We try a model containing only temperature: One thing we can do now is to consider whether it is the temperature coefficient or the lag (autoregression) coefficient that contribute to the departure from stability. We can look at what we know about the data and the questions we are asking, and revise the model in a sensible way (not just over-fitting). Why is this helpful?Īpart from simply telling us that our simple model is not quite right, it also directs us to when it goes wrong, and in what way. So, the test makes sense in light of the data. Also, the CUSUM curve, which we would like to be fairly flat and all contained inside the confidence bands, suddenly, after a promising start, veers upwards from reporting period 50 onwards, which corresponds to the largest spike in the time series, when speed limits were imposed across England following three train crashes. The plot also helps us see when this happens, around reporting period 80, which is early 2003 - the same time that we already knew seemed to be a turning point in the long term trend. We can see something is wrong because the test statistic is larger than the 1% critical value, and the CUSUM curve extends outside the confidence bands in the plot. There is a strong autoregression effect, and a weaker but still significant temperature effect (lower temperatures are associated with more delays).

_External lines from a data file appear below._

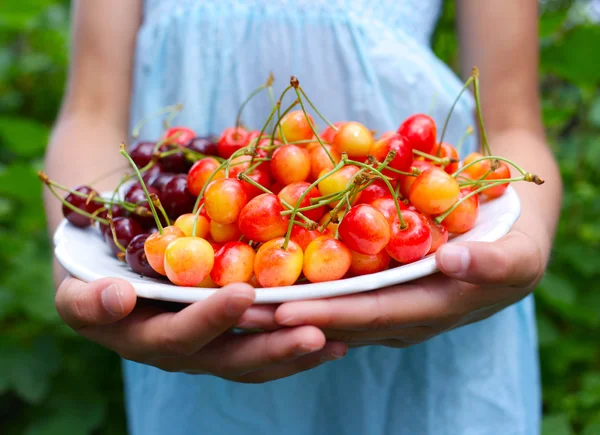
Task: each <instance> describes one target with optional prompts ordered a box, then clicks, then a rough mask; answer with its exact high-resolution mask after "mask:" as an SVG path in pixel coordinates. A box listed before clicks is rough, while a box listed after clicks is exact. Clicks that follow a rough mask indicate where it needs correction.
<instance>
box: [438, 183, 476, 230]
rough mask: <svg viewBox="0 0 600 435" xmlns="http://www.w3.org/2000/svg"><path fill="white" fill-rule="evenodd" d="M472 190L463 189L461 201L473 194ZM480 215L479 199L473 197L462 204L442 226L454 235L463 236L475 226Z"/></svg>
mask: <svg viewBox="0 0 600 435" xmlns="http://www.w3.org/2000/svg"><path fill="white" fill-rule="evenodd" d="M471 191H472V190H471V189H467V188H464V189H461V190H460V199H461V200H462V198H464V197H465V196H467V195H468V194H469V193H471ZM478 215H479V197H478V196H477V195H473V196H471V197H469V198H468V199H466V200H464V201H463V202H461V203H460V204H459V205H458V206H457V207H456V208H455V209H454V210H452V212H451V213H450V214H449V215H448V216H446V217H445V218H444V220H443V221H442V226H443V227H444V228H446V229H447V230H448V231H449V232H451V233H453V234H463V233H466V232H467V231H469V230H470V229H471V228H473V227H474V226H475V222H477V216H478Z"/></svg>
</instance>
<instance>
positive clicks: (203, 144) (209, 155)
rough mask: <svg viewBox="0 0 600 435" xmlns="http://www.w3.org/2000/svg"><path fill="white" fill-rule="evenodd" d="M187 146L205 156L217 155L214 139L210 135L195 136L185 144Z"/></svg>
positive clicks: (189, 147) (216, 142)
mask: <svg viewBox="0 0 600 435" xmlns="http://www.w3.org/2000/svg"><path fill="white" fill-rule="evenodd" d="M187 148H189V149H190V150H192V151H196V152H197V153H200V154H204V155H205V156H218V155H219V149H218V147H217V142H216V139H215V138H214V137H212V136H198V137H195V138H194V139H192V140H191V141H190V142H189V143H188V144H187Z"/></svg>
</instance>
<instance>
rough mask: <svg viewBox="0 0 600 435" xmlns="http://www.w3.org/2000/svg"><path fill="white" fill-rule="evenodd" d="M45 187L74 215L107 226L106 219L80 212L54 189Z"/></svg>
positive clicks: (47, 183) (69, 202) (49, 185)
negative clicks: (69, 209)
mask: <svg viewBox="0 0 600 435" xmlns="http://www.w3.org/2000/svg"><path fill="white" fill-rule="evenodd" d="M46 186H48V189H50V192H52V194H53V195H54V196H55V197H56V198H57V199H58V200H59V201H60V202H61V203H62V204H63V205H65V206H66V207H68V208H70V209H71V210H73V211H74V212H75V213H77V214H80V215H81V216H85V217H88V218H90V220H92V221H97V222H100V223H102V224H104V225H108V221H107V220H106V219H102V218H101V217H98V216H94V215H93V214H91V213H88V212H87V211H85V210H82V209H80V208H78V207H75V206H74V205H73V204H71V203H70V202H69V201H67V200H66V199H64V198H63V197H62V196H60V195H59V194H58V192H57V191H56V190H54V187H53V186H52V185H50V184H48V183H46Z"/></svg>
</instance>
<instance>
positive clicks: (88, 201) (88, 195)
mask: <svg viewBox="0 0 600 435" xmlns="http://www.w3.org/2000/svg"><path fill="white" fill-rule="evenodd" d="M73 190H75V191H77V192H80V193H84V194H85V195H88V196H87V197H85V198H84V197H80V196H78V195H75V194H73V193H70V194H68V195H67V196H66V197H65V201H67V202H68V203H69V204H71V205H73V206H75V207H77V208H78V209H80V210H83V211H85V212H87V213H90V214H92V213H94V212H95V211H96V210H98V209H99V208H101V207H102V204H101V203H99V202H96V201H92V200H91V199H90V198H91V197H93V196H97V195H98V192H96V191H95V190H94V189H92V188H90V187H88V186H79V187H77V188H75V189H73ZM62 211H63V216H64V217H65V218H66V219H67V220H68V221H69V222H71V223H72V224H73V225H75V226H76V227H80V228H85V227H89V226H90V225H91V224H92V220H91V219H90V218H89V217H86V216H82V215H80V214H79V213H77V212H76V211H74V210H71V209H70V208H69V207H67V206H66V205H63V207H62Z"/></svg>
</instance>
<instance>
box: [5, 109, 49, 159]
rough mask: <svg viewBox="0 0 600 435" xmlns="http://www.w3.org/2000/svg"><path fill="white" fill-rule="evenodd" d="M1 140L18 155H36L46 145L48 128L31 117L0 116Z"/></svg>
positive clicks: (26, 155) (20, 155) (45, 145)
mask: <svg viewBox="0 0 600 435" xmlns="http://www.w3.org/2000/svg"><path fill="white" fill-rule="evenodd" d="M0 140H1V142H0V143H1V144H2V146H3V147H5V148H7V149H9V150H11V151H12V152H13V153H15V154H16V155H18V156H21V157H34V156H36V155H39V154H40V153H41V152H42V151H43V150H44V148H45V147H46V142H47V141H48V128H47V127H46V126H45V125H43V124H40V123H39V122H35V121H32V120H29V119H24V118H10V117H0Z"/></svg>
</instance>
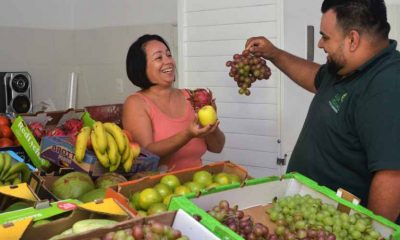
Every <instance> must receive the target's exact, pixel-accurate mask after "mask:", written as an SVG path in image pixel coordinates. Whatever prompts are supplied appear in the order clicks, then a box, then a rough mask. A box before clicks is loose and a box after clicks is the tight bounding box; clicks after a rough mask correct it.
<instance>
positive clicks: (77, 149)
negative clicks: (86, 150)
mask: <svg viewBox="0 0 400 240" xmlns="http://www.w3.org/2000/svg"><path fill="white" fill-rule="evenodd" d="M90 132H91V128H90V127H87V126H86V127H83V128H81V130H80V131H79V133H78V136H77V137H76V144H75V159H76V161H78V162H80V163H81V162H82V161H83V159H84V158H85V153H86V148H87V143H88V140H89V137H90Z"/></svg>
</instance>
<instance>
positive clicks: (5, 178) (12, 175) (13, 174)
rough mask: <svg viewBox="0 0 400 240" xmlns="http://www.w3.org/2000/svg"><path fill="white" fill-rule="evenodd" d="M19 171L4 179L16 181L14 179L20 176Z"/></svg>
mask: <svg viewBox="0 0 400 240" xmlns="http://www.w3.org/2000/svg"><path fill="white" fill-rule="evenodd" d="M19 175H20V174H19V173H14V174H12V175H9V176H8V177H7V178H4V179H3V181H6V182H7V181H14V179H16V178H19Z"/></svg>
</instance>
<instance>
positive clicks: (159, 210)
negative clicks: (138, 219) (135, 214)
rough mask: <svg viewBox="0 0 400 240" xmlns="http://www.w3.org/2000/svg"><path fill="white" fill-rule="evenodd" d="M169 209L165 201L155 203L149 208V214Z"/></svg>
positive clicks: (162, 212) (153, 214) (148, 211)
mask: <svg viewBox="0 0 400 240" xmlns="http://www.w3.org/2000/svg"><path fill="white" fill-rule="evenodd" d="M167 210H168V208H167V205H165V204H164V203H154V204H152V205H151V206H150V207H149V209H147V215H149V216H150V215H154V214H158V213H163V212H166V211H167Z"/></svg>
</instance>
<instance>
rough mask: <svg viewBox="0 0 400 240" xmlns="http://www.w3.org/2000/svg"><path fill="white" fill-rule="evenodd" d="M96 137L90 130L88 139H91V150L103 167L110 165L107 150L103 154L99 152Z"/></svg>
mask: <svg viewBox="0 0 400 240" xmlns="http://www.w3.org/2000/svg"><path fill="white" fill-rule="evenodd" d="M96 138H97V137H96V134H95V133H94V131H92V132H91V133H90V140H92V147H93V151H94V153H95V154H96V157H97V159H98V160H99V162H100V164H101V165H103V167H105V168H108V167H110V159H108V155H107V152H105V153H104V154H103V153H101V152H100V150H99V146H98V145H97V139H96Z"/></svg>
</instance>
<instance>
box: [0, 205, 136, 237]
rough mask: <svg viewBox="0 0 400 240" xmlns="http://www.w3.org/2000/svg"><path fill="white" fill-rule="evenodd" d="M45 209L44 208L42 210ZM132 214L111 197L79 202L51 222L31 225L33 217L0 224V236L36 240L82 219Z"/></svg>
mask: <svg viewBox="0 0 400 240" xmlns="http://www.w3.org/2000/svg"><path fill="white" fill-rule="evenodd" d="M43 211H45V210H43ZM132 217H133V216H132V215H131V214H130V213H129V212H128V211H127V210H126V209H124V208H123V207H122V206H121V205H119V204H118V202H116V201H114V200H113V199H104V200H103V201H100V202H90V203H85V204H80V205H78V206H77V207H76V208H74V209H73V210H72V211H71V212H70V214H67V216H65V215H63V214H62V217H61V218H58V219H54V220H53V219H52V221H51V222H49V223H46V224H43V225H39V226H36V227H33V219H34V217H28V218H26V219H23V220H21V221H15V222H12V223H8V224H3V225H2V226H0V236H7V238H6V239H22V240H36V239H49V238H51V237H52V236H54V235H57V234H60V233H61V232H63V231H65V230H67V229H69V228H71V227H72V225H73V224H74V223H75V222H77V221H80V220H84V219H94V218H100V219H110V220H115V221H118V222H122V221H126V220H129V219H132Z"/></svg>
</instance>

Then, when we run estat sbcusum, we get this output and graph: Given that the temperature is averaged across all of England, but the dependent variable is specific to one region, and that the temperature is known for 4 seasons in each year, we might expect it to have a weak effect at best.
STATA DURATIONS PLUS
Our regression model will account for one period of autoregression, plus the influence of mean temperature. Bear in mind that there are thirteen of the four-week reporting periods in each year, and that the years are actually financial years, starting on 6 April and ending on 5 April (this is to do with the British tax system). Next, we declare our data to be time series, and use the variable reporting_period as the time variable.
So, one of the first things to do is to calculate a log-transformed version of the dependent variable. There’s some sign of seasonality but there are also some large outliers and the percentage, as we might expect, has a skewed distribution. You can see a slow trend that the LOWESS curve picks out: performance got worse, up to about 2003, then got better again, until about 2010, and then got worse again. Here are the percentages of journeys delayed or cancelled in London and South-east England for each four-week reporting period from 1997 to 2016: The data came from the website of the Office of Rail and Road before being cleaned up and combined with mean temperatures for England in each season, from the Met Office archive.
STATA DURATIONS DOWNLOAD
You can download the data file here and the do-file here. Let’s take some data on railway reliability in England, and fit a simple regression. Just by typing estat sbcusum, you obtain test statistics, critical values at 1, 5 and 10 percent, and a cumulative sum (CUSUM) plot, which shows when and in what way the assumption is broken if it is.
STATA DURATIONS SERIES
Stata includes a command which you can run after fitting a regression on time series data with regress. To make modelling decisions in these situations, you must test the assumption of stable regression coefficients over the time series. It might be that government policy changes, a company receives a new tranche of investment, a new treatment is released for a disease you are studying, or whatever. Unfortunately, structural changes in the relationships among variables are common. If that’s not true, your regression is likely to be biased in some way. When you are fitting a simple time-series regression to your data, you have to make an assumption that indpendent (exogenous) variables in the regression have the same effect on the dependent variable throughout the time of interest.